Hyderabad-based mathematical physicist, Kumar Eswaran has claimed that he has found proof for Riemann Hypothesis (RH), the famous mathematical problem that has remained unsolved for 161 years. First posited by Bernhard Riemann in 1859, the Riemann hypothesis is one of seven unsolved “Millennium Prizes" from the Clay Mathematics Institute of Cambridge and worth $1 million to the person who solves it.
According to Times of India, Easwaran, who is a mathematical physicist at Sreenidhi Institute of Science and Technology, Hyderabad, had placed his research titled ‘The final and exhaustive proof of the Riemann Hypothesis from first principles’ on the internet almost five years ago. However, editors of international journals were reluctant to put the paper through a detailed peer review.

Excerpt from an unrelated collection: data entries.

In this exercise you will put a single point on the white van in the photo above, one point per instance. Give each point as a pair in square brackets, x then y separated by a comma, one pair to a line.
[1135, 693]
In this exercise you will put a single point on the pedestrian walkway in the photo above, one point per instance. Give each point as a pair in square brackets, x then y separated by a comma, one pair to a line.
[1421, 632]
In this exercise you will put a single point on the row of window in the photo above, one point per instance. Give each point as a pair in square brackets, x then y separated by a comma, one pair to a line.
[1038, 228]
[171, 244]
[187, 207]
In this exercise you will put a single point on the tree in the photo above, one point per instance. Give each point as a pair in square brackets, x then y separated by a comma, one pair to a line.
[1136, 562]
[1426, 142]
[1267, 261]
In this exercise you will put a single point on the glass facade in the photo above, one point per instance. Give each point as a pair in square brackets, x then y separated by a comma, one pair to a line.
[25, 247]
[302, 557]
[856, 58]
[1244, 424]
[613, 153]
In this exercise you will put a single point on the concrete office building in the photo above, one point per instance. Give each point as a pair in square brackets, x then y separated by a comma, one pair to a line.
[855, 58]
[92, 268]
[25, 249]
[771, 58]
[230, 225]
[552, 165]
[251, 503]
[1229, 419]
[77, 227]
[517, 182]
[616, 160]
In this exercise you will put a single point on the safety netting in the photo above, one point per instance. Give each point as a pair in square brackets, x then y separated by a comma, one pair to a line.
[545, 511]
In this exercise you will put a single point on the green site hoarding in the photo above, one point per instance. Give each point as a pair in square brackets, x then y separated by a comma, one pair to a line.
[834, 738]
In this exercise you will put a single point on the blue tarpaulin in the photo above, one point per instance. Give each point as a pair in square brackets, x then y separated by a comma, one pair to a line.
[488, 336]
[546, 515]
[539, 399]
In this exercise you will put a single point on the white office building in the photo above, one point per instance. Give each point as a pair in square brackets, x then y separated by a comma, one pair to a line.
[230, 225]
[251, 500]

Eswaran told Deccan Chronicle, “It was, in fact, back in 2016, that I first gave proof for the formula improved by the great mathematician Georg Friedrich Bernhard Riemann in the 1800s. I had put it on the web for open review and downloads after working on it for about six weeks. During 2018-19, I gave several lectures on the proof."
After the research was downloaded thousands of times, an expert committee consisting of eight mathematicians and theoretical physicists was constituted in 2020 to look into Easwaran’s proof. He told Times of India, “While one can easily count the number of prime numbers from say 1-20, it becomes a tedious task to calculate the number of prime numbers till one million or 10 billion. The hypothesis was important to prove as it would enable mathematicians to exactly count the prime numbers."

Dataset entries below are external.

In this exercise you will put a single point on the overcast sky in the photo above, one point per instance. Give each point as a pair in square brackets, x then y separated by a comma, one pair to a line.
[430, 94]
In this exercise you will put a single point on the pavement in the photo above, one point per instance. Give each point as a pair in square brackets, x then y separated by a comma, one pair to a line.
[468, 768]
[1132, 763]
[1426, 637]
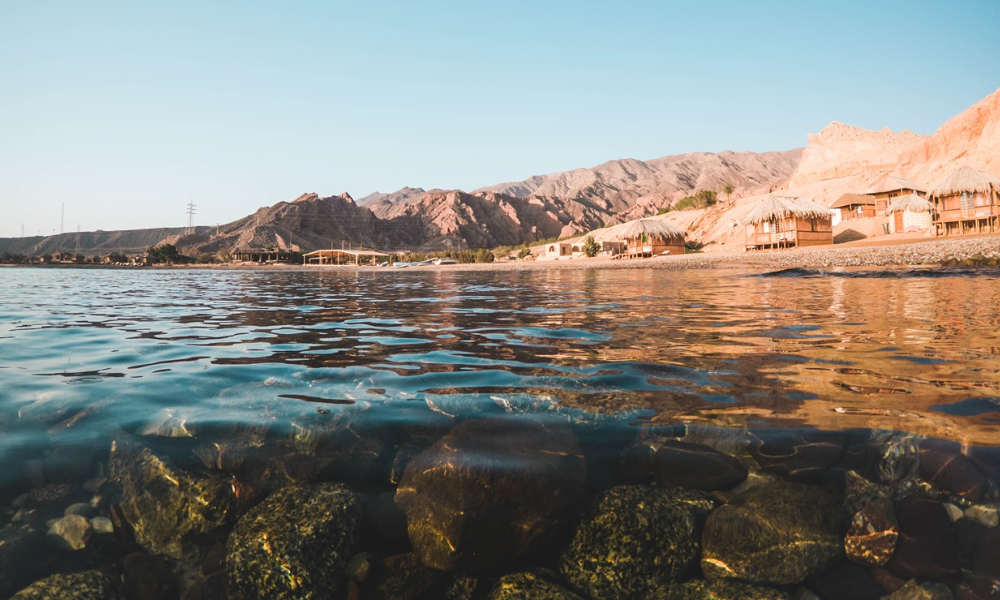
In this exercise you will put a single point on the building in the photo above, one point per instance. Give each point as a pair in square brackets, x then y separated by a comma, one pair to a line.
[966, 202]
[780, 222]
[855, 206]
[557, 250]
[910, 213]
[346, 257]
[642, 238]
[890, 187]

According to Research Matters, the Riemann Hypothesis, from a technical point of view, is a prediction about the solutions of an equation involving ‘L-functions’, which, at best, can be described as esoteric and abstruse.

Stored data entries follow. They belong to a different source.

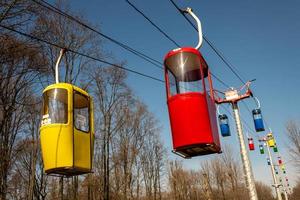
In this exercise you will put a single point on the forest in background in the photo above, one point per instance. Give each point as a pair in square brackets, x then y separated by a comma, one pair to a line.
[130, 160]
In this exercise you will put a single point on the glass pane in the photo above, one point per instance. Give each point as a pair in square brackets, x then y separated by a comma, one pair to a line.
[172, 83]
[192, 86]
[180, 86]
[81, 112]
[55, 106]
[185, 66]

The expert committee had invited more than 1,200 mathematicians to participate in an open review and seven international scholars responded in time. Professor M Seetharaman, formerly with the department of theoretical physics at the University of Madras, who was one among many who reviewed the RH proof by Eswaran told Times of India, “The author’s analysis is exhaustive, unambiguous and every step in the analysis is explained in great detail and established. The conclusions of the author and his result must therefore be considered proven."